Mr Lammond, who represented the protesters at the hearing, said: “We’re leaving. We’re moving onto the next one!”

Asked where this would be, he replied: “I’m not telling you yet but I’ll let you know! We've got four lined up!”

Chester and District Standard:

Protesters inside the building, which the council says is unsafe to live in.

It comes after a district judge granted an interim possession order for Hamilton House following an application to the county court by Cheshire West and Chester Council (CWaC).

Around 29 people have occupied the five-storey building since last Monday (September 30) in protest at inadequate support services provided by council contractor forfutures.

Mr Lammond used his platform in court to launch a stinging attack on forfutures for letting down homeless people in the city.

A hotly-anticipated 24/7 homeless support hub in the basement of Hamilton House was launched in April this year – but service users say they have been repeatedly let down and turned away.

It has been offering five overnight beds for rough-sleepers, which they say is not nearly enough.

But this has been upped to around 20 as the council seeks to encourage the protesters to move out of the empty building, which it says is dangerous.

“It’s too little, too late,” Mr Lammond told the court on Wednesday (October 9). “We did this to put a roof over our heads and to keep us dry and warm.

"The only reason we did it was because we were fed up with the services downstairs [in the forfutures hub] and getting rejected daily.”

Chester and District Standard:

Inside Hamilton House.

Before District Judge Ian Sanderson, he questioned in open court how the council’s contractor had suddenly found the resource for 20 beds.

CWaC's legal representative, Andrew Harrison, had stated that the building was unsafe and that the council had made “efforts” to meet the needs of protesters wishing to leave Hamilton House.
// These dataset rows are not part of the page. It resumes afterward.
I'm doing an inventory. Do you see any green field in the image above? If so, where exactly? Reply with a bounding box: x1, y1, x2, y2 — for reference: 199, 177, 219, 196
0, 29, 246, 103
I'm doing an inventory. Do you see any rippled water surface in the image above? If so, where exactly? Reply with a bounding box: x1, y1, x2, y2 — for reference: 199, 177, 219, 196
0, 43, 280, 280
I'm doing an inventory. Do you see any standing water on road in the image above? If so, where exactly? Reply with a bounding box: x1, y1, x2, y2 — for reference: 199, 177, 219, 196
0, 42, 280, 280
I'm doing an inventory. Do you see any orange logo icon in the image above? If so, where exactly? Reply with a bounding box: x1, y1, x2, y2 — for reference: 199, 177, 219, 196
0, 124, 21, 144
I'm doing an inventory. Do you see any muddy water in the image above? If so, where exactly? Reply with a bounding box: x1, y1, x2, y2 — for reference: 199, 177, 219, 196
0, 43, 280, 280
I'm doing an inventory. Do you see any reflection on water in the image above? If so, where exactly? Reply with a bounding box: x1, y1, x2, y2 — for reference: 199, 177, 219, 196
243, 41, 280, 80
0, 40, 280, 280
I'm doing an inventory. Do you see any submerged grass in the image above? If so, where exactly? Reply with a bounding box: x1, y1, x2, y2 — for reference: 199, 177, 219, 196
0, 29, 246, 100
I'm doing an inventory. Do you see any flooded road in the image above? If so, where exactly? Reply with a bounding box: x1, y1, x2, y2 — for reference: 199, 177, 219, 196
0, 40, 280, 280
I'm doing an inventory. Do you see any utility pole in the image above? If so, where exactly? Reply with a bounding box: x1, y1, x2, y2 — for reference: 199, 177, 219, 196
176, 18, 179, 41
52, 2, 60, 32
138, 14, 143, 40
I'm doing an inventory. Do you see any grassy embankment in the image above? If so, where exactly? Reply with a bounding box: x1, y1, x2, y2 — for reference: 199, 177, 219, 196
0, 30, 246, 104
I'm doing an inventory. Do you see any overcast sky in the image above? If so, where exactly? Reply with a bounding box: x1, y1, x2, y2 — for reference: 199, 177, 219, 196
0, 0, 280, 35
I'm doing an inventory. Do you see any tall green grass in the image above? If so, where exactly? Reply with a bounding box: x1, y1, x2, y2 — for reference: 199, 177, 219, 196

Although when pressed by the district judge about what these “efforts” were he hesitated and did not elaborate – a reaction that did not go unnoticed by the homeless group’s supporters in the public gallery.

Mr Lammond stressed that the group was aware of the safety risks in the building – including rooms with likely asbestos issues.

“Ninety per cent of it [the building] is good,” he told the court. “The bad areas we’ve earmarked and they’re out of bounds.

Stressing they have caused no damage to the property, he added: “We’ve just used the good parts of the building to keep us off the streets.”

Chester and District Standard:

One of the protesters outside the building last week.

Concluding the hearing, District Judge Sanderson said he was satisfied that all criteria for the interim possession order had been met.

This means the occupiers have 24 hours to leave.

“Not to do so would amount to a criminal offence,” the judge said.

Mr Lammond walked out at this point, saying: “Thank you for your time, Your Honour. I’ve got to go. Nothing else to say.”